Gecenin bir yarısı çığlık atmamak için kendisini zor tutan genç adam yattığı sert zeminden istemdışı bir şekilde zıplayıverdi.
'Tanrının cezası rüyalar alemi!' diye düşünerek içinden bir küfür savurdu genç adam. 'Hep böylesine aşağılık olmak zorunda mısın?' diyerek ayağa kalktı.
Ateş saatler önce sönmüştü.
Hava buz gibi olmuştu.
Alexandra üzerindekilere sıkı sıkıya sarılarak kendini güvende hissettiği uyku tanrısının mekanındaydı.
Genç adam onun yerinde olmak istedi ama ne yazık ki sabaha kadar uykusu kaçmış bir şekilde beklemek zorunda kaldı.
21 Mayıs sabahının ilk günışığı yeryüzüne düşerken Jonathan AXTON'ın gözleri çoktan kan çanağına dönmüştü.
'Uykusuz gecelerime yeniden mi dönüyorum!' diye kendisine sorarak zinde bir şekilde gözlerini masmavi olmaya niyetlenen kızıl gökyüzüne açan Alexandra'ya gülümsedi. "Günaydın!"
Uyanırken kafada oluşan hafif bir sersemlemeyle uzandığı yerden doğruldu genç kadın.
"Günaydın!" dedi sessizce. Genç adamın kanlanmış gözlerini görünce de endişeli bir şekilde espri yaptı. "Bu gece nöbet tutmayacağımızı sanıyordum!"
"Ben de öyle sanıyordum ama ne yazık ki dillere destan bir kâbusla uykulu halimi heba ettim!"
Genç kadın bu sözlere şaşırarak:
"Çok sık kabus görmeye başladın!" dedi.
"Evet!"
"Endişelenmeli miyim?"
"Ne münasebet? Boş ver endişeli olmayı! Daha önce de böyle bir evreden geçtim ben!"
Kadın ayağa kalkarak hareketsiz kalmış bacaklarına kanın akmasını sağlamak için küçük bir egzersiz yaptı.
"Nasıl yani?"
"Çok küçükken birkaç günlüğüne de olsa uykusuzluğun pençesinde kendimi avutmuştum!" dedi genç adam.
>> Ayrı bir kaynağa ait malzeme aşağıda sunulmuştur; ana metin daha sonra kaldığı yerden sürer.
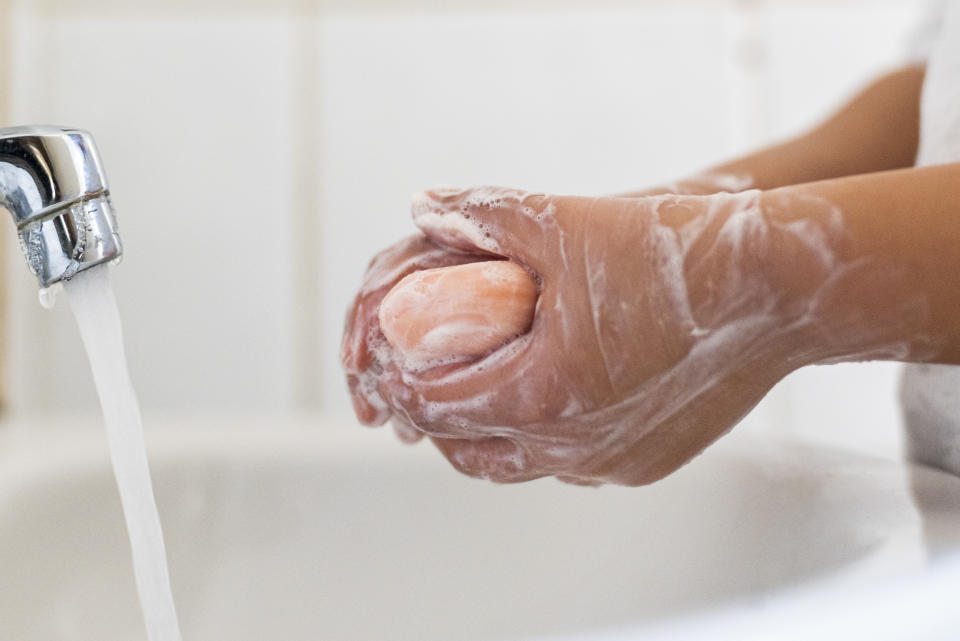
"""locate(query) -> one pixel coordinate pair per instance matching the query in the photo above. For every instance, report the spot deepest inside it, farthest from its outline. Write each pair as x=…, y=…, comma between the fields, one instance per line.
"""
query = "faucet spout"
x=53, y=184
O da Alexandra'ya uyarak ayağa kalktı.
Alexandra genç adamın söylediğini duyamayarak gökyüzündeki tuhaf bir şeye odaklandı. İşaret parmağıyla gök kubbedeki hareketli karaltıyı göstererek;
"Bu şeyin ne olduğunu biliyor musun?" diye sordu.
Jonathan uykusuzluktan yanmakta olan gözleriyle kızıllıktan kurtulmaya başlayan gökyüzüne baktı.
"Bir kuş sanırım!"
Alexandra fikrini söyleme ihtiyacı hissederek:
"Bir kuştan daha büyük galiba!" dedi kafasını kaşıyarak.
Gökyüzündeki şey kıvrıla kıvrıla ilerlemeye devam etti.
"Daha önce böyle bir şey görmemiştim!" dedi Jonathan kararlı bir ses tonuyla.
"Kanatları olmayan bir varlık, galiba!" diyerek fikir yürütmeye devam etti Alexandra. "Kanatları olmayan bir varlık! Ne olabilir ki?"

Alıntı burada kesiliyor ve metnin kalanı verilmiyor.